2.4. interface_flags

u32 interface_flags() const

That optional method indicates specifics of the disassembler. Default of zero is correct most of the time. Possible flags, which need to be OR-ed together, are:

  • NONLINEAR_PC: stepping to the next opcode or the next byte of the opcode is not adding one to pc. Used for old LFSR-based PCs.
  • PAGED: PC wraps at a page boundary
  • PAGED2LEVEL: not only PC wraps at some kind of page boundary, but there are two levels of paging
  • INTERNAL_DECRYPTION: there is some decryption tucked between reading from AS_PROGRAM and the actual disassembler
  • SPLIT_DECRYPTION: there is some decryption tucked between reading from AS_PROGRAM and the actual disassembler, and that decryption is different for opcodes and parameters

Note that in practice non-linear pc systems are also paged, that PAGED2LEVEL implies PAGED, and that SPLIT_DECRYPTION implies DECRYPTION.
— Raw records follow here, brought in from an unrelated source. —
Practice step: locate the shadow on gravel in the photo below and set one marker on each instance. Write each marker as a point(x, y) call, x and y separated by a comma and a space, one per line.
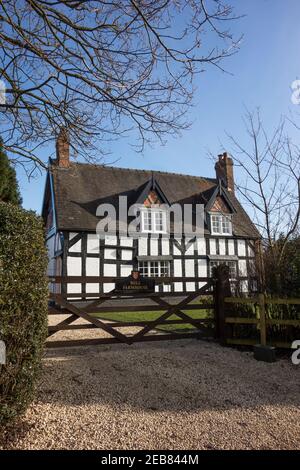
point(180, 376)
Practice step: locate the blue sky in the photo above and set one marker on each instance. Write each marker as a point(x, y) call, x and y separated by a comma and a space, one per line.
point(260, 75)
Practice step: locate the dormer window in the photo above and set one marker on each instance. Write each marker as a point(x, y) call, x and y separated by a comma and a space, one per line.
point(221, 224)
point(154, 221)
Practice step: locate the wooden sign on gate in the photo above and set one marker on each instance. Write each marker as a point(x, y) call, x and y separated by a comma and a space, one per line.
point(135, 284)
2.5. pc_linear_to_real and pc_real_to_linear

offs_t pc_linear_to_real(offs_t pc) const
offs_t pc_real_to_linear(offs_t pc) const

These methods should be present only when NONLINEAR_PC is set in the interface flags. They must convert pc to and from a value to a linear domain where the instruction parameters and next instruction are reached by incrementing the value. pc_real_to_linear converts to that domain, pc_linear_to_real converts back from that domain.

2.6. page_address_bits

u32 page_address_bits() const

Present on when PAGED or PAGED2LEVEL is set, gives the number of address bits in the lowest page.

2.7. page2_address_bits

u32 page2_address_bits() const

Present on when PAGED2LEVEL is set, gives the number of address bits in the upper page.

2.8. decryptnn

u8 decrypt8 (u8 value, offs_t pc, bool opcode) const
u16 decrypt16(u16 value, offs_t pc, bool opcode) const
u32 decrypt32(u32 value, offs_t pc, bool opcode) const
u64 decrypt64(u64 value, offs_t pc, bool opcode) const

One of these must be defined when INTERNAL_DECRYPTION or SPLIT_DECRYPTION is set. The chosen one is the one which takes what opcode_alignment represents in bytes.
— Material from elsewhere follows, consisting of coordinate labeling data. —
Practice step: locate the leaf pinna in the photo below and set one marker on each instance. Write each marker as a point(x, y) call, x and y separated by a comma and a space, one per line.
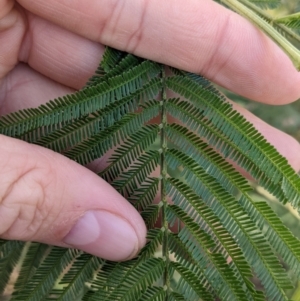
point(170, 139)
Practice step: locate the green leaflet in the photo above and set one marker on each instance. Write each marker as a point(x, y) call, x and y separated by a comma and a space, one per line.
point(213, 238)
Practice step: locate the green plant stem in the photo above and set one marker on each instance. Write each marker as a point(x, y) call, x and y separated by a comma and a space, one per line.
point(248, 13)
point(163, 168)
point(287, 31)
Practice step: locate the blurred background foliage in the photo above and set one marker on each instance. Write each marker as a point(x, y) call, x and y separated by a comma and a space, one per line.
point(287, 119)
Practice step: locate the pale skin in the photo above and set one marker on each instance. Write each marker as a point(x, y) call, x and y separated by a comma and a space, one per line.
point(50, 48)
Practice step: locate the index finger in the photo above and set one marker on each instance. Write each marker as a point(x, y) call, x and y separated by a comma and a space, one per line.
point(199, 36)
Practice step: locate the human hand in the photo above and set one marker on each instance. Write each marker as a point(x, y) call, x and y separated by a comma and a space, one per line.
point(51, 48)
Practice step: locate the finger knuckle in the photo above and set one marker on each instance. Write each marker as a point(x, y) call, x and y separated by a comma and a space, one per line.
point(23, 205)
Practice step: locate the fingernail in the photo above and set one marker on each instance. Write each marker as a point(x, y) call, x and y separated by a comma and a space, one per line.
point(105, 235)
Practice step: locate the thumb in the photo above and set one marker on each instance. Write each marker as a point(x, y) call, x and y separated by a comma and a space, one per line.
point(48, 198)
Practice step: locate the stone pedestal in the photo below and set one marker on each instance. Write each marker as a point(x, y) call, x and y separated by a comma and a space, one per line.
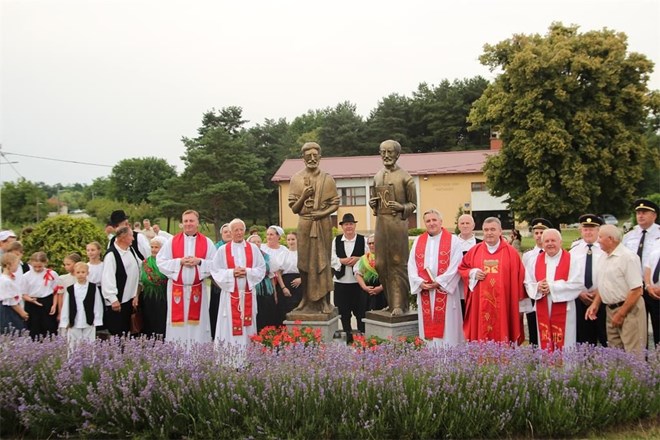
point(384, 325)
point(327, 322)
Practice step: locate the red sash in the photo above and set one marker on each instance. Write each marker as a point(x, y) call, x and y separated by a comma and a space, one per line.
point(434, 324)
point(551, 328)
point(237, 323)
point(195, 306)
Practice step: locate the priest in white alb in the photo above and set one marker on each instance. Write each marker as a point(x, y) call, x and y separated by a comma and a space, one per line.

That method decrypts a given value read from address pc (from AS_PROGRAM) and gives the result which will be passed to the disassembler. In the split decryption case, opcode indicates whether we’re in the opcode (true) or parameter (false) part of the instruction.

3. Disassembler interface, device_disasm_interface

3.1. Definition

A CPU core derives from device_disasm_interface through cpu_device. One method has to be implemented, create_disassembler.

3.2. create_disassembler

util::disasm_interface *create_disassembler()

That method must return a pointer to a newly allocated disassembler object. The caller takes ownership and handles the lifetime.

THis method will be called at most one in the lifetime of the cpu object.

4. Disassembler configuration and communication

Some disassemblers need to be configured. Configuration can be unchanging (static) for the duration of the run (cpu model type for instance) or dynamic (state of a flag or a user preference). Static configuration can be done through either (a) parameter(s) to the disassembler constructor, or through deriving a main disassembler class. If the information is short and its semantics obvious (like a model name), feel free to use a parameter. Otherwise derive the class.

Dynamic configuration must be done by first defining a nested public struct called “config” in the disassembler, with virtual destructor and pure virtual methods to pull the required information. A pointer to that struct should be passed to the disassembler constructor. The cpu core should then add a derivation from that config struct and implement the methods. Unidasm will have to derive a small class from the config class to give the information.

5. Missing stuff

There currently is no way for the debugger GUI to add per-core configuration. It is needed for in particular the s2650 and the saturn cores. It should go through the cpu core class itself, since it’s pulled from the config struct.

There is support missing in unidasm for per-cpu configuration. That’s needed for a lot of things, see the unidasm source code for the current list (“Configuration missing” comments).